Shell spaces are the spaces between the shells of the brain.

• The subarachnoid space is the space between the pia mater and the arachnoid. Normally, it should have the intensity of cerebrospinal fluid.
• The subdural space is the space between the arachnoid and the dura.
• The epidural space is the space between the dura and the bones of the skull, which is not normally visualized as the dura is fused to the bones of the skull.

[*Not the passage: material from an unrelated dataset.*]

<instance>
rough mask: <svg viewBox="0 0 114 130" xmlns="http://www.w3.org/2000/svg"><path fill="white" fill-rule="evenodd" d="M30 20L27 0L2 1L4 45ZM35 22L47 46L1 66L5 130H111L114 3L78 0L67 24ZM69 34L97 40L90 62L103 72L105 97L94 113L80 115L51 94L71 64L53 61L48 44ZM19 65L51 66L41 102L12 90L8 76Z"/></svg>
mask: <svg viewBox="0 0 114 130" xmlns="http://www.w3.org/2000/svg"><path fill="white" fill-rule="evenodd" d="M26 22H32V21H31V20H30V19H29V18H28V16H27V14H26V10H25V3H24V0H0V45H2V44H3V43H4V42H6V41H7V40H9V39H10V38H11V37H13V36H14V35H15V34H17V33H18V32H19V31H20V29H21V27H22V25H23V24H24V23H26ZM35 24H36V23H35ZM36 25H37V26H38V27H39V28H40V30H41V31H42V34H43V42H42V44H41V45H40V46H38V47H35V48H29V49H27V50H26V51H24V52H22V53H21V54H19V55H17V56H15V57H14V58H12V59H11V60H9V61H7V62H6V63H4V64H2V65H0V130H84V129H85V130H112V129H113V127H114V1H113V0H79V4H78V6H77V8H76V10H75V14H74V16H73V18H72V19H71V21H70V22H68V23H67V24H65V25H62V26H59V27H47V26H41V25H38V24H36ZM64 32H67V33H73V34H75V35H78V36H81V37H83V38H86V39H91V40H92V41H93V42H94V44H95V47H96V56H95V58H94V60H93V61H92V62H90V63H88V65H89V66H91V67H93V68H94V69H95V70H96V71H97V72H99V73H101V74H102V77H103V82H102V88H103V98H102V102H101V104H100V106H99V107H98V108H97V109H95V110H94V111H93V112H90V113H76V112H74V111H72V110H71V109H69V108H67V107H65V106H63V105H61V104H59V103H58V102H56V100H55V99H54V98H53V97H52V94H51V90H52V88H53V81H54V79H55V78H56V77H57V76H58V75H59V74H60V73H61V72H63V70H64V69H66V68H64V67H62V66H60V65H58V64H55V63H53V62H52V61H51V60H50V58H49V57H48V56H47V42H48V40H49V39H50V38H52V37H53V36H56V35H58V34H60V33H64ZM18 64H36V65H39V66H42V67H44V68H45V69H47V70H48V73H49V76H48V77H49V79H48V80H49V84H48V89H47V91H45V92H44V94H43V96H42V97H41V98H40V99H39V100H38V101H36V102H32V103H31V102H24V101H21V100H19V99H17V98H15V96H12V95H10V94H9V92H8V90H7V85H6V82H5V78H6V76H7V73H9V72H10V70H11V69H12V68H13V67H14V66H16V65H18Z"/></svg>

Change in the subarachnoid space

Change in the subarachnoid space

Narrowing. These changes occur during volumetric exposure (tumor, infarction).

Extension. These changes occur in the post-traumatic period, after a heart attack, or during atrophy.

Shell hemorrhages

With shell hemorrhages, we can perfectly identify the shells.

Types of shell hemorrhages:

epidural hemorrhage. Usually seen as a lens and do not extend beyond the sutures, but may cross the sinuses of the brain, which is different from subdural hemorrhages, which never cross the sinuses of the brain.

Subdural hemorrhage. The most common cause is rupture of superficial veins as a result of displacement of the brain during trauma. If in this case the subarachnoid membrane also ruptures, then in this case the cerebrospinal fluid enters the subdural space.

Subarachnoid hemorrhage. An increase in the signal from the cerebrospinal fluid in the FLAIR mode is detected. The most common cause of subarachnoid hemorrhage is an aneurysm rupture, as the arteries supplying the brain are localized in the subarachnoid space.

In pathological processes in the shells, the term lobes is not used, but instead the term region is used. For example, this patient has frontal meningioma.